In this study, recombinant P. pastoris strains containing 1, 2, 4, 8, 13 and 44 copies of the GuHMGR gene were constructed. RT-PCR analysis revealed that the GuHMGR gene was expressed in all transgenic P. pastoris strains at different levels with the strain containing 8 copies, showing highest expression as indicated by the content of ergosterol. However, with increasing copy number, the content of ergosterol did not increase in a linear fashion but showed an increasing–decreasing–increasing pattern with the strains containing 8 and 44 copies containing higher levels of ergosterol than those containing 1, 2, 4 and 13 copies.

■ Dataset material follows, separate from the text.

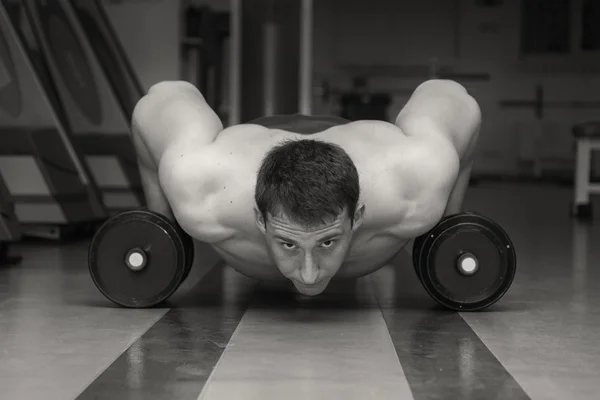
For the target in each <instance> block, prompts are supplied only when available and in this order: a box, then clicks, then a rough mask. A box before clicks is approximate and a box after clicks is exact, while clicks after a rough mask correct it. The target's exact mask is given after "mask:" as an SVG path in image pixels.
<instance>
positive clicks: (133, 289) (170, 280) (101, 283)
mask: <svg viewBox="0 0 600 400" xmlns="http://www.w3.org/2000/svg"><path fill="white" fill-rule="evenodd" d="M193 251H194V250H193V241H192V239H191V238H190V237H189V236H188V235H187V234H186V233H185V232H183V230H182V229H181V228H180V227H179V226H177V225H176V224H174V223H173V222H171V221H170V220H169V219H168V218H167V217H165V216H164V215H161V214H159V213H156V212H153V211H149V210H131V211H125V212H122V213H120V214H117V215H114V216H112V217H111V218H110V219H109V220H108V221H106V222H105V223H104V224H103V225H102V226H101V227H100V228H99V229H98V231H97V232H96V235H94V238H93V239H92V242H91V244H90V247H89V253H88V266H89V271H90V275H91V277H92V280H93V281H94V284H95V285H96V287H97V288H98V290H100V292H101V293H102V294H103V295H104V296H105V297H106V298H107V299H109V300H111V301H112V302H114V303H116V304H118V305H120V306H123V307H128V308H148V307H153V306H156V305H158V304H160V303H162V302H163V301H165V300H166V299H168V298H169V297H170V296H171V295H172V294H173V293H174V292H175V291H176V290H177V288H178V287H179V286H180V285H181V283H182V282H183V281H184V279H185V278H186V277H187V275H188V274H189V271H190V269H191V266H192V263H193V254H194V253H193Z"/></svg>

The reason for the non-linear dependence of expression on copy number is unclear but one possibility is that it involves gene silencing caused by integration sites of exogenous genes. Recently, several studies have demonstrated feedback inhibition in over-expressing exogenous genes in plants and it may be that an increase in the GuHMGR gene results in feedback inhibition of upstream steps of the MVA pathway to reduce the accumulation of ergosterol. Then when an enzyme level decreases, feedback inhibition may be interrupted leading to reopening of the metabolic pathway which could explain why the level of ergosterol is increased in the P. pastoris strain containing 44 copies of the GuHMGR gene.

In this study, the dependence of the content of ergosterol on the copy number of the GuHMGR gene suggests that an increase in the latter could lead to an increase in the production of GA in G. uralensis. However, it must be recognized that the production of GA involves a very complex metabolic network which is regulated and controlled by many key enzymes, of which HMGR is but one. Nevertheless we maintain that the current results provide an important basis for further studies aimed at increasing the GA content of G. uralensis and exploring its biosynthesis in vitro. In addition, other herbs used in Chinese medicine such as Glycyrrhiza glabra and Glycyrrhiza inflate also produce GA and this work is relevant to further studies of its biosynthesis in these medicinal plants.